Scroll forward a few weeks and we have the equally ludicrous spectacle of a court putting two Moroccan women - both hairdressers - on trial under obscenity laws for wearing skirts deemed "too tight". They were apparently reported to the police by people in the city of Agadir in the south of the country who objected to the two women's appearance as they walked through a marketplace (their objections apparently included hurling stones at them). The two women could be jailed for two years for this supposed offence. A verdict is expected on Monday, but as Amnesty's Liz McKean says about this judicial-moral farce, it's not the skirts that are flimsy here but the legal case against these two people.

So, checking my online calendar I see that... yes, the year is in fact 2015 and not 1815. Nevertheless, discriminatory authorities in country after country around the world seem to be living in some ultra-sexist, male-dominated past. In Sudan, for example, 10 female Christian students in Karthoum have just been charged with "indecent dress" after a dozen of them were arrested by the Public Order Police outside (of all places) an Evangelical Baptist church. They were apparently wearing either skirts or trousers (the latter a clear echo of the infamous Lubna Ahmed Hussein case, the female Sudanese journalist jailed for a month in back in 2009 for that dastardly crime: wearing trousers).

Final example (and it doesn't get much more ludicrous than this one): in Iran the jailed artist and women's rights campaigner Atena Farghadani is reportedly facing extra charges after she is said to have shaken hands with her lawyer Mohammad Moghimi who was visiting her in prison. An indictment has been filed with a court accusing the pair of an "illegitimate sexual relationship short of adultery" and "indecent conduct". Moghimi has been arrested (he's out on bail now after posting £25,000). Hmm, as Theresa May is wont to say, I am not making this up.

The Farghadani case is especially egregious as she's already a prisoner of conscience serving a 12-year sentence for lampooning the uptight Iranian authorities in her artwork whilst doing some (much-needed) campaigning for women's rights in the country (there's an Amnesty campaign on her case here).

Iran's clerics and conservatives would clearly like the country's women to be subservient baby-making machines rather than assertive independent women.
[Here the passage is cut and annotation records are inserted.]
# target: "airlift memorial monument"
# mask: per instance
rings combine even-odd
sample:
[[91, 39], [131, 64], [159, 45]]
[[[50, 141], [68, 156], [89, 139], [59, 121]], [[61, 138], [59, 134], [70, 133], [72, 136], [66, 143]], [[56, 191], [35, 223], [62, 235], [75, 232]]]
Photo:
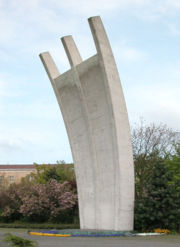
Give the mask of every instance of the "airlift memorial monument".
[[89, 18], [97, 54], [82, 61], [72, 36], [62, 38], [71, 69], [60, 74], [40, 54], [72, 150], [81, 229], [132, 230], [134, 166], [126, 103], [100, 17]]

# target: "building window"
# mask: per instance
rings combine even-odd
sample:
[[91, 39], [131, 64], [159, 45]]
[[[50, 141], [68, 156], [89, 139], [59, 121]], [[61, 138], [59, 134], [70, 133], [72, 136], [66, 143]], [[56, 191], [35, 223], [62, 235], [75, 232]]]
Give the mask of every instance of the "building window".
[[9, 176], [9, 182], [14, 183], [14, 176]]

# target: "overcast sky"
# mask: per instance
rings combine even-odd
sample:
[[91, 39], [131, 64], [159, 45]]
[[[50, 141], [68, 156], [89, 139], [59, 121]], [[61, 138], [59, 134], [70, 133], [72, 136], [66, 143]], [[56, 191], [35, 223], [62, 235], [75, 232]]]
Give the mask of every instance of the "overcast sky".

Remember that ridiculous business of Iran's deputy culture minister publicly warning the actress Leila Hatami over her "inappropriate" behaviour at the Cannes film festival after she allowed the Cannes president to - gasp! - kiss her on the cheek? A kiss is not just a kiss when it's viewed through the prism of automatically-assumed male dominance ...
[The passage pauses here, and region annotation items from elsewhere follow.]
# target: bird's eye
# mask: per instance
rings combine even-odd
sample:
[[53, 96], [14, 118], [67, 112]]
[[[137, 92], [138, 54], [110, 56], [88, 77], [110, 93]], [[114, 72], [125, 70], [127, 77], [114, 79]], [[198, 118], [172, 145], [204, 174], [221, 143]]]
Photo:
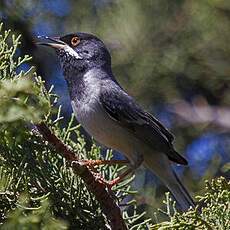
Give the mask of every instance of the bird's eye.
[[71, 45], [74, 46], [74, 47], [77, 46], [79, 44], [79, 42], [80, 42], [79, 37], [73, 37], [71, 39]]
But back to our odd-one-out, the irrepressible Rihanna. I hate to think what the law-makers, prosecutors and self-appointed moral guardians of Iran, Morocco and Sudan (and numerous other places) would make of her new Bitch Better Have My Money video. I'm no great fan of Rihanna's music (actually this was, I must admit, the first thing of hers I've ever knowingly listened to: pap not pop, I thought), but I found myself (half) enjoying the OTT horror-panto of the video. Equally, though, I can see that its cartoonish romp through sexualised images of violence and ethnic stereotyping is not just in (presumably deliberate) 'bad taste', but also a mini-minefield of moral yukkiness. I wouldn't massively wish to defend it as a piece of 'feminist' or 'black political' art... but, nor would I wish to ban it.

Banning BBHMM would be to align yourself with the bigots of Agadir, Khartoum or Tehran.